De toute évidence, le gouvernement cherche à rallonger les délais parce qu’il est bien conscient qu’organiser des élections locales dans de bonnes conditions le 24 février 2013, relève de la gageure. Les bricolages et autres rallonges ne règlent pas le problème, mais ne font qu’en retarder la survenue. LIDER préconise depuis plusieurs mois que le gouvernement renonce à organiser coûte que coûte ces élections et qu’on prenne le temps de régler les nombreux problèmes qui sont en suspens, à savoir : le renouvellement de la liste électorale qui doit inclure tous les jeunes ayant atteint leur majorité depuis 2009, la recomposition de la Cei, la réalisation effective du désarmement et la sécurisation des biens et des personnes, la mise en place d’un statut de l’opposition et d’un financement clair et transparent des partis politiques de l’opposition parlementaire et extra-parlementaire... L’ONU va dans le même sens que le parti au flambeau puisque la résolution 2062 du conseil de sécurité du 26 juillet 2012, recommande que toutes les réformes nécessaires soient faites avant la tenue des élections locales. L’ambassadeur des USA en Côte d’Ivoire, S.E. Philippe Carter III, vient également de donner raison à LIDER en exigeant une liste électorale rénovée avant la tenue de toute élection locale.

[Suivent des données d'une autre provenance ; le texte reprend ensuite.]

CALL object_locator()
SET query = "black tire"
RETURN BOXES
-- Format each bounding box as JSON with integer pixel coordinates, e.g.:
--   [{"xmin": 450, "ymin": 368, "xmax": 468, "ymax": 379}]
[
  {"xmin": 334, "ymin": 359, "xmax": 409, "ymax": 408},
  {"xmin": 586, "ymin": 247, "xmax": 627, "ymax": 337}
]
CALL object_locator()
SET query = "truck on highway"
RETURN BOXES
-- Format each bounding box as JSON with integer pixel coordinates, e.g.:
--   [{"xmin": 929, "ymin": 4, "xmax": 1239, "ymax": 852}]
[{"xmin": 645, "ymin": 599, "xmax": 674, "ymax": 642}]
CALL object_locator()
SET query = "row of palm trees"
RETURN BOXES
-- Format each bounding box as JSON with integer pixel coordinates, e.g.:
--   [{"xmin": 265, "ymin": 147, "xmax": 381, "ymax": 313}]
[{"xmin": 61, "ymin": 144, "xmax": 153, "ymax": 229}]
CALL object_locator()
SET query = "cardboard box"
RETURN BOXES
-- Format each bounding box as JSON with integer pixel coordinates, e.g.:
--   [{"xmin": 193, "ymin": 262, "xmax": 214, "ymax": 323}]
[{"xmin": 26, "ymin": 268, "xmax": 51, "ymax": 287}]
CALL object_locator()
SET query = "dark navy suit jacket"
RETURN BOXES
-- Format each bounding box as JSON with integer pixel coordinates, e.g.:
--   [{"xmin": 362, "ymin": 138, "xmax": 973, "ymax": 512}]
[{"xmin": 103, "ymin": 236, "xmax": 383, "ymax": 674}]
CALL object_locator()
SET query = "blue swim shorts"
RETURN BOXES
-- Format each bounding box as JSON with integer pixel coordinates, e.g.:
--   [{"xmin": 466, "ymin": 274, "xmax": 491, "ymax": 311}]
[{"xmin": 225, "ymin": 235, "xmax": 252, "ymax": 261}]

La précipitation avec laquelle le gouvernement prépare ces élections nous conduira au-devant de problèmes plus graves en 2015. Ces projets de lois, contrairement à ce que prétend le gouvernement ne vont pas dans le sens de la décentralisation, bien au contraire. Ces réformes s’inscrivent dans la ligne de concentration du pouvoir entre les mains du Président. Alors qu’il parle de décentralisation, le gouvernement mène une politique qui éloigne son action des populations au profit d’une bureaucratie lourde et inefficace. Les populations n’attendent pas des «dons» sporadiques du chef de l’Etat ou de son épouse. Elles attendent plutôt une plus grande liberté dans la conduite des affaires de leurs cités. Le Président dans un Etat de droit ne peut pas ainsi tout faire tout seul. Cette logique est dangereuse dans la mesure où elle sape le rôle des institutions. Le ministre de l’Intérieur a tort quand il évoque la nécessité d’un Etat fort pour encadrer les collectivités. Un Etat fort n’a jamais été le moteur du développement. La liberté oui.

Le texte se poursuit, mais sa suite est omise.